Моя лежанка стояла враспор между массивным дубовым столом и изящным дамским столиком, за самодельной завесой, которая превращала проходную комнату в «почти изолированную». Каждый вечер тяжёлая бежевая ткань со свистом скользила по струне, отделяя дневное бытие от ночного, обозначая завершение очередного спектакля нашей семейной жизни. Если отец поздно возвращался с работы, он пробирался в родительскую спальню по зыбкому коридору, задевая штору плечом и стараясь ступать потише. Ткань ещё целую минуту волновалась, успокаиваясь.
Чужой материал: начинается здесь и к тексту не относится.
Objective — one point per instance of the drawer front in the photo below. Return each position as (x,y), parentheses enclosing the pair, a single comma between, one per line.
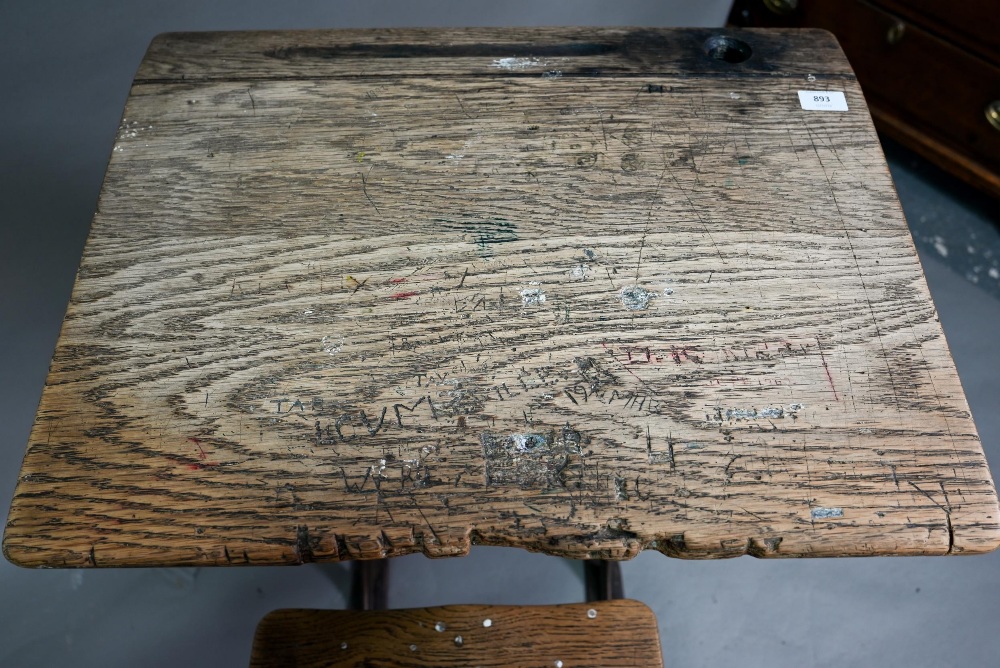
(905,71)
Стоит ли удивляться, что, проведя детство за театральным занавесом, я питаю такое пристрастие к мелодраме?
Теперь нет ничего - ни этого дома, ни этого быта, ни
нелепой и отрадной громадности страны, вооружённой ядерным оружием и передовым
учением (курам на смех). Нету двух бабушек, вечно выяснявших отношения над моей
вихрастой головой. Нет заснеженного переулка, авансом названного улицей, с
сугробами, детьми в санках и редкой - раз в три часа - машиной. Замолчал белый
репродуктор с единственной программой и единственной регулировкой: громче/тише.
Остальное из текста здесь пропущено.